Le 16 janvier 2023, IRCC ne nous a pas prolongés. Il n’y avait plus de réponse possible, car ils avaient un contrat avec un nouveau fournisseur (LSS) qui a remporté l’appel d’offres.

On a aidé dans l’urgence, mais je pense que personne ne s’attendait à ce que le programme d’une agence communautaire ait ces résultats. Personne ne s’attendait à cet impact positif sur la communauté. Notre départ a visiblement créé une confusion chez nos bénéficiaires.

Allez-vous continuer votre travail auprès de la communauté et aider les futurs demandeurs d’asile en chemin vers Cornwall?
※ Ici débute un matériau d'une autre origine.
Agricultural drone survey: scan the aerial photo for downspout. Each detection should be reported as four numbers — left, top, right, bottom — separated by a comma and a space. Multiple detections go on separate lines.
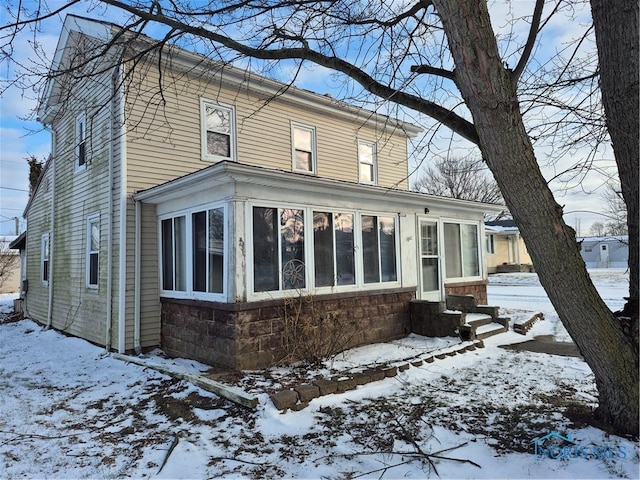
133, 200, 142, 355
118, 62, 127, 353
43, 125, 56, 329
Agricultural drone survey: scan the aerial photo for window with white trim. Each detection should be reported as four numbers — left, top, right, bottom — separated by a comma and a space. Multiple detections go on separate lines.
75, 113, 87, 171
358, 141, 377, 185
85, 214, 100, 288
200, 99, 236, 161
291, 123, 316, 173
444, 222, 480, 279
251, 206, 398, 293
160, 206, 227, 300
40, 233, 50, 285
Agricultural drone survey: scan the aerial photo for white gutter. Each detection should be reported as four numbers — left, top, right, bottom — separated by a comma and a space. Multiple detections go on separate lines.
118, 68, 127, 353
133, 201, 142, 355
43, 124, 56, 329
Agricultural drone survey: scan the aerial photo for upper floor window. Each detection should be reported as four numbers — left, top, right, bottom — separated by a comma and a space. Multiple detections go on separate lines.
358, 142, 377, 184
86, 215, 100, 288
160, 207, 226, 299
75, 113, 87, 170
40, 233, 50, 285
200, 99, 236, 160
291, 124, 316, 173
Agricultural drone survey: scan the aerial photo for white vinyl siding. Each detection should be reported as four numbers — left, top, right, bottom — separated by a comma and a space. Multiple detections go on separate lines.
358, 141, 378, 185
291, 123, 317, 173
250, 205, 400, 294
40, 233, 51, 286
127, 63, 408, 193
159, 205, 228, 301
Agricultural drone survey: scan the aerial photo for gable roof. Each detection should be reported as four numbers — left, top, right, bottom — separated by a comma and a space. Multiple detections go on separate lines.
133, 160, 504, 213
38, 15, 422, 138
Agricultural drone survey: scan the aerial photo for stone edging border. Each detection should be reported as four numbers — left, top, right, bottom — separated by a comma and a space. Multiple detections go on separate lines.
269, 340, 484, 412
513, 312, 544, 335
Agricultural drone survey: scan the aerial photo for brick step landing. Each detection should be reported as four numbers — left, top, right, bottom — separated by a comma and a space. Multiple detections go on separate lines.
460, 313, 509, 340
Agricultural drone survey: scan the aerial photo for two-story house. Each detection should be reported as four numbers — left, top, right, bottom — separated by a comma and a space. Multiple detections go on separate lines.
25, 16, 502, 369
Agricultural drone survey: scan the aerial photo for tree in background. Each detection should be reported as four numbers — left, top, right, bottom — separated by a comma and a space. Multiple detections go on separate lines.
2, 0, 639, 435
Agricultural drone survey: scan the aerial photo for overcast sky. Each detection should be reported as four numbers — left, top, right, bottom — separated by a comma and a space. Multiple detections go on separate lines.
0, 0, 615, 235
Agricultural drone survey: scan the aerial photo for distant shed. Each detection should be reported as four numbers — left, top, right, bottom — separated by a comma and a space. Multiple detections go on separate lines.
578, 235, 629, 268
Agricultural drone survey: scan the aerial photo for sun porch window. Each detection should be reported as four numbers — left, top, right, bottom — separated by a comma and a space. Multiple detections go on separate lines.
160, 207, 226, 300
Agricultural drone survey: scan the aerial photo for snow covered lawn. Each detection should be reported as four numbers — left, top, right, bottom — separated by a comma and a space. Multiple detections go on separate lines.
0, 270, 639, 479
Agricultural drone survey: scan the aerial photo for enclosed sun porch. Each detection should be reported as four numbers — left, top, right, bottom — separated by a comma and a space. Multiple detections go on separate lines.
134, 162, 502, 370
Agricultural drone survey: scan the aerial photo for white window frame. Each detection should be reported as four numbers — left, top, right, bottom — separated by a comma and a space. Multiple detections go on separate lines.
158, 202, 231, 302
200, 98, 237, 162
487, 233, 496, 255
291, 122, 318, 175
245, 201, 402, 300
74, 113, 87, 172
358, 140, 378, 185
40, 233, 51, 286
441, 218, 484, 284
85, 213, 102, 290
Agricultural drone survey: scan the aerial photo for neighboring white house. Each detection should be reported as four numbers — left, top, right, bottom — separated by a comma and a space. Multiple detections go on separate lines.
0, 235, 20, 293
25, 16, 497, 369
484, 220, 533, 273
578, 235, 629, 268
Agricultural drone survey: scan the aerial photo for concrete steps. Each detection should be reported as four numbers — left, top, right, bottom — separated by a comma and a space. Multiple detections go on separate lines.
459, 312, 509, 340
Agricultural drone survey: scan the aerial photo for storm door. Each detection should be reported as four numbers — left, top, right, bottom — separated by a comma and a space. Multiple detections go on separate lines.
420, 220, 440, 301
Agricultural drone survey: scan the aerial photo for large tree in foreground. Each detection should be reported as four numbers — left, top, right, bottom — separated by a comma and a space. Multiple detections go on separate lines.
5, 0, 639, 434
591, 0, 640, 334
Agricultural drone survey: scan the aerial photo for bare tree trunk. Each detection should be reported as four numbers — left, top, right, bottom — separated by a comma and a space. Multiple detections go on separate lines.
591, 0, 640, 345
433, 0, 639, 435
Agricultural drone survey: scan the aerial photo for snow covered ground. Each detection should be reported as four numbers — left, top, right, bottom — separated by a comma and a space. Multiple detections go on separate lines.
0, 270, 640, 479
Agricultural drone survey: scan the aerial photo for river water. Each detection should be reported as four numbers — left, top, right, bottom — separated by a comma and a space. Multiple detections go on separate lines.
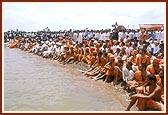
3, 48, 125, 112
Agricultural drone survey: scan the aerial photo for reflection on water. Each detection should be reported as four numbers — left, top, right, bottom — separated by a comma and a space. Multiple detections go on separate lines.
4, 48, 124, 111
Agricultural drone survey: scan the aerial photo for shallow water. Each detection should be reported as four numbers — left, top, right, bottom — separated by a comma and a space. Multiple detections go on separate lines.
4, 48, 125, 111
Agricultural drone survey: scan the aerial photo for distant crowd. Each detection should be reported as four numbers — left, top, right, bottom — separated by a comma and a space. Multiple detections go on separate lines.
4, 29, 166, 111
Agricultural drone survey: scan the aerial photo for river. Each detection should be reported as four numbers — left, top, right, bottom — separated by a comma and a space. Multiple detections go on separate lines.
3, 48, 129, 112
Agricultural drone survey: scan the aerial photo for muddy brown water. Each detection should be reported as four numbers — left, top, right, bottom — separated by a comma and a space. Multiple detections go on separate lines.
3, 48, 136, 112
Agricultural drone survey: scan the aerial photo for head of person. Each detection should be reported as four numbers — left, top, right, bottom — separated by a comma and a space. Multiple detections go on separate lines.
147, 74, 156, 85
126, 62, 132, 70
153, 58, 161, 67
C’est notre mission, on reste toujours actif. On a accueilli des francophones nouvellement arrivés. On a des familles qui ont bénéficié de l’Entrée Express, des réfugiés au sens de la Convention des Nations Unies et des demandeurs d’asile. Ceux du chemin de Roxham sont présents à Cornwall depuis cet été. Certaines de ses personnes nous ont partagé leur point d’entrée, mais nous n’émettons pas d’hypothèse. L’essentiel de notre activité, c’est de les accompagner jusqu’à ce qu’ils aient un travail, un statut, et on les accompagnera encore après. »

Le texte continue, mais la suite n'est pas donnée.